The Productivity Paradox


In many of my newsletters, I have emphasized the importance of practicing more often – on a schedule rather than using the popular hit-and-miss approach. In our fast-paced and achievement-oriented world, the prevailing wisdom often dictates that doing more leads to achieving more. However, there is a profound paradox hidden beneath this common belief - doing more sometimes results in achieving less. This may sound counterintuitive, but let’s take a closer look. Here’s what may happen.

  • Dilution of Focus: When we spread ourselves too thin by taking on numerous tasks and responsibilities, our attention becomes divided, making it difficult to concentrate on any single endeavor. As a result, the quality of our work suffers.
  • Reduced Efficiency: The quest to do more often leads to multitasking, a practice that, contrary to popular belief, may hamper productivity. When our brains have to constantly switch between tasks, we may actually accomplish less.
  • Burnout and Stress: The stress and pressure of trying to accomplish a multitude of tasks can lead to burnout. Burnout can not only affect our productivity but also our overall happiness and satisfaction with life.
  • Lack of Strategic Thinking: When we are preoccupied with doing more, we often neglect the important step of setting clear priorities and devising a strategic approach. Without a well-defined plan, our efforts become scattered, and we fail to make meaningful progress.
  • Quality vs. Quantity: It’s a common misconception that quantity always trumps quality. In reality, achieving more should not be our sole goal; achieving meaningful, high-quality results should be the priority.
  • Overcommitment: Lastly, the desire to do more can lead to overcommitment. We may say yes to every opportunity, request, or project that comes our way, without considering our capacity. Overcommitting can lead to missed deadlines, unmet expectations, and a reputation for unreliability.
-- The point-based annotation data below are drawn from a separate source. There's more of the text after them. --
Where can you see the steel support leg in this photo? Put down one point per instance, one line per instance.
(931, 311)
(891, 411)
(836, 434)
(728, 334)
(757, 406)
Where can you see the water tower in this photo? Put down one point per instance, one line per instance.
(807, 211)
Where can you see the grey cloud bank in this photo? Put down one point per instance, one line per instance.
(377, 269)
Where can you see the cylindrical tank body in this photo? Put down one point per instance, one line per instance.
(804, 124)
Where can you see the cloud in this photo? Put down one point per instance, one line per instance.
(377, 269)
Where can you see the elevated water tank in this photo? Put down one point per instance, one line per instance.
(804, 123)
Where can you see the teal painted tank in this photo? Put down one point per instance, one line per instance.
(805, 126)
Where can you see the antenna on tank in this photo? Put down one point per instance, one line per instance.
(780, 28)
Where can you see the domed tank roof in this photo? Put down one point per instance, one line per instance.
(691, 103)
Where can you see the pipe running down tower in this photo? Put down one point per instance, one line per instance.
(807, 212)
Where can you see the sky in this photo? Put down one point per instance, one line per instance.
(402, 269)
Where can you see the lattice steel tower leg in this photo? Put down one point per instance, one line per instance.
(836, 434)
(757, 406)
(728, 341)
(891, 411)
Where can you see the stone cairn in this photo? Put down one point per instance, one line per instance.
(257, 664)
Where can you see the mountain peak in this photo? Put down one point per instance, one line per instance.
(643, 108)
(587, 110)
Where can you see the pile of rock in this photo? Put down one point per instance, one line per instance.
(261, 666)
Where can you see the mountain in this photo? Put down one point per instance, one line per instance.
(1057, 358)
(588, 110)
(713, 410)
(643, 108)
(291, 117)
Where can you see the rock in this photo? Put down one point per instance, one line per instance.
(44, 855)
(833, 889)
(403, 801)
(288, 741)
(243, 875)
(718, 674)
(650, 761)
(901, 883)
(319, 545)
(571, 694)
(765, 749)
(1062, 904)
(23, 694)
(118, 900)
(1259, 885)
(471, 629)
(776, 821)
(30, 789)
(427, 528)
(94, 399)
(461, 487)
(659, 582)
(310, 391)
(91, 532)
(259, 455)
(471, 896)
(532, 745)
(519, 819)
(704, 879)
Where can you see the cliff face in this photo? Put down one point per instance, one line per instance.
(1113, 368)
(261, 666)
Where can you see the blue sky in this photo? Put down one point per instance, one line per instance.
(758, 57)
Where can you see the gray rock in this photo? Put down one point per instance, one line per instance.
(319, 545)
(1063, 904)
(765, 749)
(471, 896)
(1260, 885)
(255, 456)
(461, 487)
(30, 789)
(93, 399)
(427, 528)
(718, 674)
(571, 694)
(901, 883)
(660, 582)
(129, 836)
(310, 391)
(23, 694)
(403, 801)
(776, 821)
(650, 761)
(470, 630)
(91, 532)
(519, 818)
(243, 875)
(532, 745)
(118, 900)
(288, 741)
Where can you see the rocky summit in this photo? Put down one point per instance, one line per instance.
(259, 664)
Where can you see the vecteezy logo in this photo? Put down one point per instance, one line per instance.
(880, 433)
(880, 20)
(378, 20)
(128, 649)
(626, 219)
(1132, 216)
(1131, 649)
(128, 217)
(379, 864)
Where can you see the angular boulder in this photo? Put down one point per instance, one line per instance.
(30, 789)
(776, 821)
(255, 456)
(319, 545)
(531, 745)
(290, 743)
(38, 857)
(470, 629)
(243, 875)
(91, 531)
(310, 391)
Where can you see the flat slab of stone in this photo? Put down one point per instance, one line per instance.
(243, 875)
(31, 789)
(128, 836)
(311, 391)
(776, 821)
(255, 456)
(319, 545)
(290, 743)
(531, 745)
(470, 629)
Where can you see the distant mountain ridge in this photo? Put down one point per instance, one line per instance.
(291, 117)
Now let’s apply that to your efforts to learn to play the dulcimer with a few practical examples.

  • Just focus on one new skill a week, such as a new rhythm or a new technique.
  • Break difficult pieces down into bite-size pieces (measures) and zoom in on those for an entire week.
  • Don’t start more than one new tune at a time.
  • Create a practical way of measuring your progress, such as keeping a journal or posting a goal list with both tunes and techniques (skills) listed.
  • Remind yourself that Rome wasn’t built in a day, and neither will your dulcimer repertoire become extensive in a week.

It’s a Balancing Act

While the idea of doing more to achieve more has been deeply ingrained in our culture, it is essential to recognize the paradox it presents. To truly maximize our productivity and achieve meaningful goals, it is crucial to strike a balance between ambition and practicality, prioritizing quality over quantity, and carefully considering the consequences of our choices.